Kennedy, a former city councillor, said that “strictly speaking,” one council cannot encumber future councils with a decision.

“However, if you come to a long-term agreement in which there is some contractual obligations involved and it’s been in good faith, I think it’d be very difficult to rescind that – not impossible, but very difficult,” he said.

Kennedy added that cottagers would have “a very strong case” to maintain a no-annexation guarantee for at least the length of any contract signed with the city.

The lack of total certainty around annexation had Dave Blatherwick, a Big Island resident, labelling annexation “a scare tactic” to draw money from cottagers.

Dale Powell, who also sits on North of 54’s negotiating committee, said the committee had offered the city annual payments of $200 and $50 from year-round and seasonal cottagers, respectively.

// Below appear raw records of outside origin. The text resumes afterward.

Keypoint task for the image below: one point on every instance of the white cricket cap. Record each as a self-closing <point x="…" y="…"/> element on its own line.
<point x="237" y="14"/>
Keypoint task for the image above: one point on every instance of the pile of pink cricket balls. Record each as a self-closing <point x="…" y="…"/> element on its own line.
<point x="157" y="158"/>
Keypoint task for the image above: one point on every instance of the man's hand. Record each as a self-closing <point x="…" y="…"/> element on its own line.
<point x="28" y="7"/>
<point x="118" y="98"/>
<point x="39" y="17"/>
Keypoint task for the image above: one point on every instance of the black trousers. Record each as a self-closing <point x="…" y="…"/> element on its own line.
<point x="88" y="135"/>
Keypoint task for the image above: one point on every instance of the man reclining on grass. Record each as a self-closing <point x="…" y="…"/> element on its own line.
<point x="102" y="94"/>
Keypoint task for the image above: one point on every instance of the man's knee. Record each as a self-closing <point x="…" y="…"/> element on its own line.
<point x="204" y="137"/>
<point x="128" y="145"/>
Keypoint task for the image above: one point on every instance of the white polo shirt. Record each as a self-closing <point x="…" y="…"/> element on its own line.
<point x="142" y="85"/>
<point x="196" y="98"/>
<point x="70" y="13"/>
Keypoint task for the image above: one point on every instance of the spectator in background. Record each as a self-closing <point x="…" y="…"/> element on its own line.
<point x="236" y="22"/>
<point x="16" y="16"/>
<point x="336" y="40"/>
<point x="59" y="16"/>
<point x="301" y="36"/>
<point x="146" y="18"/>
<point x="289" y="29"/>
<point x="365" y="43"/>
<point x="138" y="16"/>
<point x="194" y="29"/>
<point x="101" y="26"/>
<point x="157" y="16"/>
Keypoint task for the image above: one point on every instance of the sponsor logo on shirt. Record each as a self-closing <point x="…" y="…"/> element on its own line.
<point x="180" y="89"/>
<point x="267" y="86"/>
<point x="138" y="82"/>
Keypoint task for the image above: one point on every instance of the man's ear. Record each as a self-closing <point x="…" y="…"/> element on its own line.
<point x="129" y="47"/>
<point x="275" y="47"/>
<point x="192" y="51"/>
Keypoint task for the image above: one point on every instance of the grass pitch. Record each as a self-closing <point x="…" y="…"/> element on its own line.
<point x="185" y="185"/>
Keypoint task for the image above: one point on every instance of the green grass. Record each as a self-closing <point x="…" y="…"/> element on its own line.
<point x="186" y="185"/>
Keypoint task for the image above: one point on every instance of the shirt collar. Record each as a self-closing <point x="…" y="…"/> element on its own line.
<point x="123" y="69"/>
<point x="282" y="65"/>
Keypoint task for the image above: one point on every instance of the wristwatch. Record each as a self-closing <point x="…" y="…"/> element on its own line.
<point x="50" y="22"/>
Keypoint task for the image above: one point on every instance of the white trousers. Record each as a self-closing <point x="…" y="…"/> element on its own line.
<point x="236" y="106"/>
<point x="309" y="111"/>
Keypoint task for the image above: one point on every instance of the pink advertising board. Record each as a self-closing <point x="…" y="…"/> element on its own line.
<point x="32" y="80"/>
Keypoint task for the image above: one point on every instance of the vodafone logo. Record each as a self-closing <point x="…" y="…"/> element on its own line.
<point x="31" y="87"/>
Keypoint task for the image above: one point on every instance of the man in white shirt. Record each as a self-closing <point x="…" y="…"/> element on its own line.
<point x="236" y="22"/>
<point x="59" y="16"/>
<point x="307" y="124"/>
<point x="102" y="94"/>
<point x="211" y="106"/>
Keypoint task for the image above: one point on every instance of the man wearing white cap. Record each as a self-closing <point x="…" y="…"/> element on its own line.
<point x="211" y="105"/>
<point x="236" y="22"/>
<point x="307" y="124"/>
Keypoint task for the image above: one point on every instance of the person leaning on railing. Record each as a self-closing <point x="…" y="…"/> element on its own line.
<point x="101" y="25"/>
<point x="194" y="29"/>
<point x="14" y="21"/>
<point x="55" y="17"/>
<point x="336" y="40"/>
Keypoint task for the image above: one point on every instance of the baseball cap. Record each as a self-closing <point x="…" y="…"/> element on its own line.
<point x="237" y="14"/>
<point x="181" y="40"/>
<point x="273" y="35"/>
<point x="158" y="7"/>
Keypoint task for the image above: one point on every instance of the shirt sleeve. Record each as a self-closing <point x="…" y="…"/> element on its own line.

He said the payments would have increased annually at the rate of inflation and that by securing fire protection, cottagers would be able to obtain 911 emergency phone service.

Powell said the city declined an offer to send the matter to mediation. The city’s position is that the two sides were too far apart financially for mediation to make sense.

Powell added that North of 54’s offer mirrored agreements already in place between the Town of The Pas and its surrounding cottagers. In a previous interview, he said the North of 54 offer was actually superior because fees increase with inflation and the recreation portion is mandatory, not voluntary as it is near The Pas.

Wednesday’s near-unanimous vote could see North of 54 examine alternatives for fire protection.

There has been talk among cottagers of approaching the Town of Creighton and LUD of Cranberry Portage with offers, though both communities refused formal fire service agreements last year.

There has also been discussion around North of 54 establishing its own fire department as has been done at the Paint Lake cottage subdivision near Thompson, among others.

The City of Flin Flon withdrew fire protection from cottage areas in mid-2013 after years of subsidizing the service from its own coffers.

Although Kennedy told Wednesday’s meeting that the city “has not moved,” its offer to charge $250 for fire protection represents a drop from its initial proposal of $300.